我趴在沙发的碎花大扶手上,手有一搭没一搭的晃着。
衣袖卷到手臂间,我看着露在半空中的手。拿起电话。
“占儿。”
电话那头有嘈杂的声音,可以想象得到人来人往的情景。占儿应了一声。继而听到她跟身旁的人说了句:“拿去让老板签了。对,这份!”然后才对我说,“今个儿怎么有空找上我?”话毕,又听到那头有人找占儿的声音。占儿快速的应答了几句。
“会不会打扰你?”我有点不好意思了。
“不会。你说吧。”
我却顿住了,一时间不知道怎么说。
占儿等了等我,不见我说话,“你是不是想要份工作?”
“你怎么知道?!”我讶异。
占儿想了想,“我知道你被封杀的事。”
我泄了泄气,“你也知道了?”
“嗯,对。基本上这个城市有点规模的公司都知道了。”
“对不起,如果——”
“明天你来上班吧。
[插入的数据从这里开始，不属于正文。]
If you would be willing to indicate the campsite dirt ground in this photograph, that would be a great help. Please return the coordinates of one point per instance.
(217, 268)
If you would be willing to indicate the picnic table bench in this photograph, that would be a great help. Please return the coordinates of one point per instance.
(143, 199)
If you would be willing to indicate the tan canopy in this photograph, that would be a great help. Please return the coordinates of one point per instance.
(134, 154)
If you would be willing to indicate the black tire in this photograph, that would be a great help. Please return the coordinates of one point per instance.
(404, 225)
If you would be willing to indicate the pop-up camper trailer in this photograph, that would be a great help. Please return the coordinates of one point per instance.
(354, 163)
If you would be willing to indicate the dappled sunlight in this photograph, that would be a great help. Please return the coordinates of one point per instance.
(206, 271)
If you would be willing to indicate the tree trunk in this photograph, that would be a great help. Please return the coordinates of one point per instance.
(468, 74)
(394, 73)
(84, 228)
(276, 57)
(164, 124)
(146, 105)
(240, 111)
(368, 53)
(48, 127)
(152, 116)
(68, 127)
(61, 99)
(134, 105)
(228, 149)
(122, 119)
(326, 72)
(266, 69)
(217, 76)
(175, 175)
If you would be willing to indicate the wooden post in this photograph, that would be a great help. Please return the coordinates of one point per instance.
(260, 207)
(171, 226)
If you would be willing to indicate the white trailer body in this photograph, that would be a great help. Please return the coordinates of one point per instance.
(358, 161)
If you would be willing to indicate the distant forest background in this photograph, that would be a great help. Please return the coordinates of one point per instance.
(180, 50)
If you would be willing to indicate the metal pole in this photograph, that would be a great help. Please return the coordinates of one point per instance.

”占儿打断了我的话。
我惊讶,“那个...没关系吗?”
“嗯,你来吧。老板那里也不用担心。最近他老婆身体出了些问题,忙着照顾老婆,很多东西都交了给我。明天不要迟到。先这样了,会议在等我。”
占儿利落地挂上了电话。
我听着那头“嘟嘟”的声音,有点恍然。
物事人非了吗?
孔雀成了珠宝商的情妇。
占儿成了鸡窝的主管。
我成了瞎子的正式女朋友。
短短几个月的时间,好像很多东西都改变了。
那么剩下没变的是什么?
我想我知道的,是坚持。
孔雀的坚持,占儿的坚持,我的坚持...
我很清楚,无论是孔雀,占儿,还是我,都从不会去想如果。世界上没有如果。
孔雀是为了证明自己是对的;占儿是为了生活。而我呢?
小茹还在角落跟毛球滚得翻天覆地。
我翻了翻身,躺在软软的沙发上望着窗外绵绵的天空。
很蓝,很蓝。
想到了瞎子温和的微笑,就跟天空一样,很蓝很蓝。
我眯着眼,笑了起来。
孔雀说过,我们都是生活的奴隶。
起码,此时此刻的我不在“我们”的范畴之内。
天晴。
乍暖。
可是,还寒。
清照大诗人说的最难将息正是这种天气。
最难将息。
风中已经捎着轻微的暖意,可是吹过我脸庞的时候,我还是打了个冷颤。
手搁在玻璃门的扶手上,顿住。
看着里面沉着镇静,指挥自若的占儿,还是从前坐在我旁边与我共事的朴实占儿吗?
刚刚要进门的时候,正好有个旧同事出来,她的表情很热切:“啊哟,茹子呵,欢迎你回来啊!咱们都挂念你呢!进去吧,李老板在里面早等着你!”
“李老板?”我不明所以。从前那个中年男人好像不姓李吧。
“呵呵,你还不知道啊?昨天晚上一直跟你亲的占儿坐正了啊,以前的那个中年男人跑了,把烂摊子贱卖给占儿了!”
我一下子了然。
李占儿。李老板。
怪不得那个旧同事对我的表情如此热切了。
思绪收回,推门而进。
“嗯,这个收!”
“那个不要了,丢的!”
“移进去!”
办公室里头人头济济,众人在忙着替老板搬办公室。而我也看到了,那扇写着总经理的门,已经换上了占儿的全名。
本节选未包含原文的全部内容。